Chemical and Physical Changes: I want to go over chemical and physical changes in relation to bonding. When a physical change happens, the molecule remains the same. (Draw water, for example: ice, liquid, gas, still water). But when a chemical change happens (e.g., CH3COOH and Na(CO3)2). When you combine these two molecules, you get a different molecule. How does that happen? Well the bonds have to break. What causes that to happen? Energy.
Mystery letter (Note: Find a picture of a water molecule online and write “You depend on me. I help you exist,” on the other side. Then make copies of it. Students love the sense of mystery): Tell students when I woke up in the morning I had a strange piece of paper slid under my door. It said, “You depend on me. I help you exist.” It was a bit scary. I don’t know how someone could have gotten in. What do you think it could be? (I hand out the sheet). Some students will immediately say water. Water? How do you know? Which one is the oxygen and which one is the hydrogen? Okay. So what are these positive and negative signs for? Students will say that the positive and negative charegs attract one another.
They do? Oh right. What causes something to be more positive or negative? In a previous class we defined a covalent bond as a bond in which two atoms share electrons. We said water is covalently bonded. How could there be a charge?
It’s covalent. But there’s more to water than meets the eye. In water, it’s true the oxygen and the hydrogen share electrons. However, it turns out there is a slight inequality.
Think of it this way. Two people are sleeping in the same bed. It’s winter. They have a nice electric blanket that keeps them warm. But the blanket just barely covers them. The bigger person needs more of the blanket, so they take more of it than the little person. This is like the relationship between oxygen and hydrogen in a water molecule. The oxygen tugs at the electrons more.
What do you think happens when the oxygen tugs at the electrons a bit more? Think in terms of overall charge. The oxygen becomes slightly negative while the hydrogen becomes slightly positive. (Draw it on board).
Electronegativity is the tendency for one atom to pull the electrons of another atom. Which atom in oxygen is more electronegative? Oxygen. Good. Oxygen is electronegative. It is like the person in bed who tugs more at the blanket.
So what do you think this means in terms of a bunch of water molecules together? What will happen in terms of attraction? Yes, the hydrogen atoms in one water molecule are attracted to the oxygen atom of another molecule. So the result is water molecules are attracted to other water molecules.
The water molecules form weak bonds with one another. These are called Hydrogen bonds.
We are going to look at an important property of water called surface tension in a lab today. When we’re done, we’ll come back and talk about what you discovered, and what that means in terms of how water helps sustain life on earth.

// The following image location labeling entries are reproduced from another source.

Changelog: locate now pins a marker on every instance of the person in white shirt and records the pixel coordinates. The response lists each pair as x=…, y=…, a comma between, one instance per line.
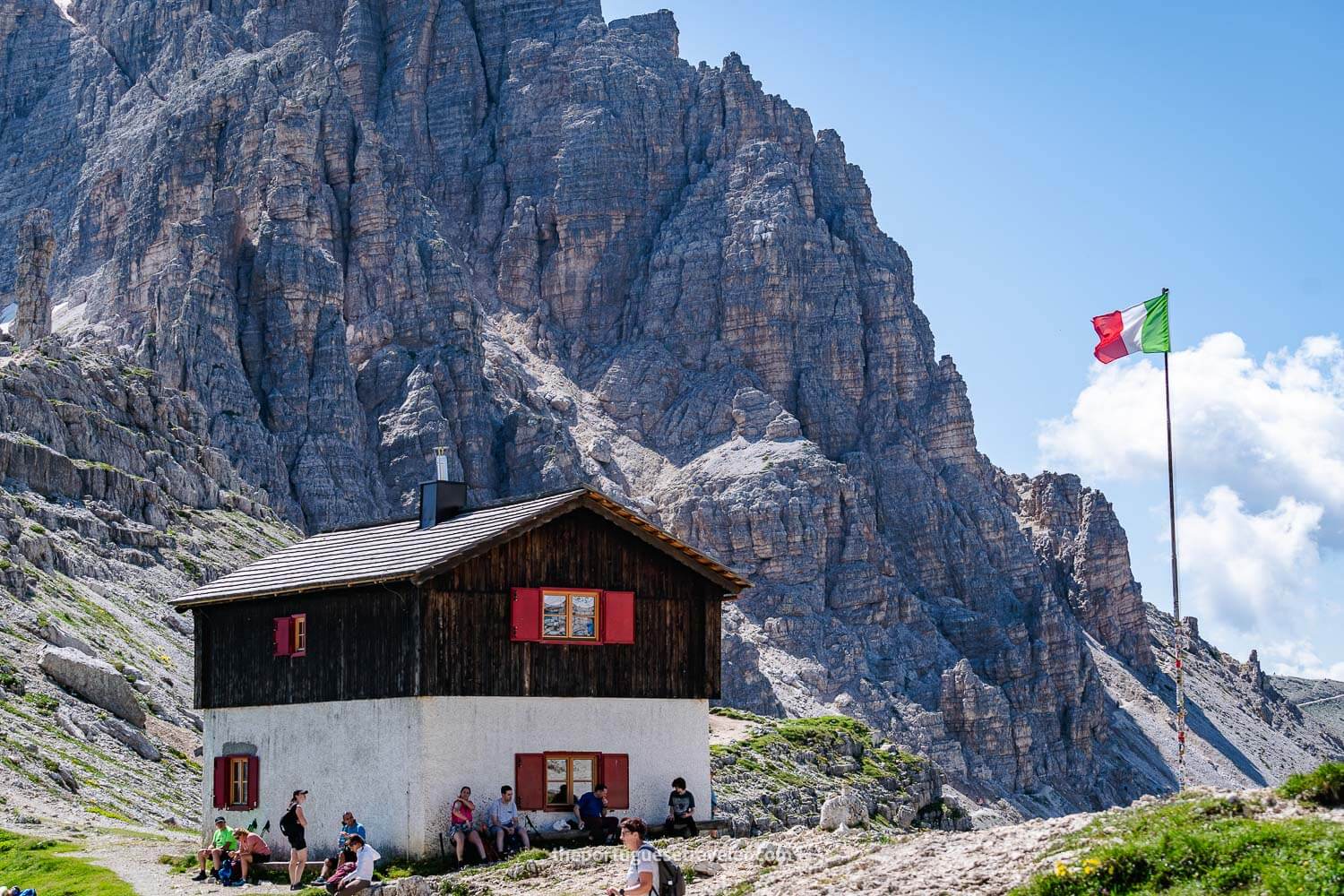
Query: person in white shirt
x=363, y=874
x=503, y=820
x=642, y=879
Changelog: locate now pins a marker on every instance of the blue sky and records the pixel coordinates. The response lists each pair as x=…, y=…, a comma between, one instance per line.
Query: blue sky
x=1046, y=163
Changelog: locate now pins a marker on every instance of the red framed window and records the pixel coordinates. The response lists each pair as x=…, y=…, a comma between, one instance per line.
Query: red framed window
x=573, y=616
x=292, y=635
x=556, y=780
x=237, y=782
x=570, y=614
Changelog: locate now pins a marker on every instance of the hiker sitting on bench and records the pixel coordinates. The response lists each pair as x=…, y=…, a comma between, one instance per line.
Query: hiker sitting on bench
x=362, y=877
x=591, y=813
x=344, y=866
x=503, y=818
x=252, y=849
x=220, y=844
x=680, y=810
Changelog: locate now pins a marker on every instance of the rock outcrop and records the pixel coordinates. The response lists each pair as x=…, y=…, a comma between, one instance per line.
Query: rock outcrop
x=32, y=268
x=1085, y=555
x=93, y=680
x=355, y=231
x=110, y=503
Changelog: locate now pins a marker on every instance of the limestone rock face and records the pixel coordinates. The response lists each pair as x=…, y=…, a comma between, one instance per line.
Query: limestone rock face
x=32, y=268
x=1085, y=555
x=93, y=680
x=354, y=231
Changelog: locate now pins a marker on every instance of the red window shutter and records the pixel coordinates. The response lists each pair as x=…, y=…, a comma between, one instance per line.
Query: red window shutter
x=220, y=782
x=616, y=775
x=618, y=616
x=526, y=616
x=253, y=782
x=282, y=635
x=530, y=780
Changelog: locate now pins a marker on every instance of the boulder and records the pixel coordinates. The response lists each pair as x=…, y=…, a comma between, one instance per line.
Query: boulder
x=58, y=637
x=94, y=681
x=844, y=810
x=132, y=737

The tendency of molecules to stick together is called cohesion, which is stronger for water than for most other liquids. Cohesion is very important in plants. Trees depend on cohesion to help transport water from their roots to their leaves. Cohesion helps water rise against the force of gravity.
Surface tension is a measure of how difficult it is to stretch or break the surface of a liquid. Hydrogen bonds give water an unusually high surface tension, making it behave as though it were coated with an invisible film.
Break students into groups and start lab using the worksheet (Willy the Water Strider) (PDF file).
Each Group Gets:
· 1 dropper
· 1 small beaker with detergent
· 1 paper with pepper on top
· 50 pennies
· Sheet of wax paper
· 2 needles
· (Make sure paper towel is out)
· Clear plastic cup
· Beaker with alcohol
After the lab review the questions on the back of the worksheet.
Discuss with students about the importance of surface tension, and it’s effect on life. For example, water striders are able to walk on water because of water’s surface tension. Plants rely on the surface tension to transport water inside themselves.
National Science Standards:
Content Standard B: All students should develop an understanding of structure of atoms, structure and properties of matter.
State Science Standards:
Scientific Inquiry (Commencement Level)
1-1. The central purpose of scientific inquiry is to develop explanations of natural phenomena in a continuing, creative process.
1-2. Beyond the use of reasoning and consensus, scientific inquiry involves the testing of proposed explanations involving the use of conventional techniques and procedures and usually requiring considerable ingenuity.
1-3. The observations made while testing proposed explanations, when analyzed using conventional and invented methods, provide new insights into phenomena.
Physical Setting (Commencement Level)
1-3. Matter is made up of particles whose properties determine the observable characteristics of matter and its reactivity.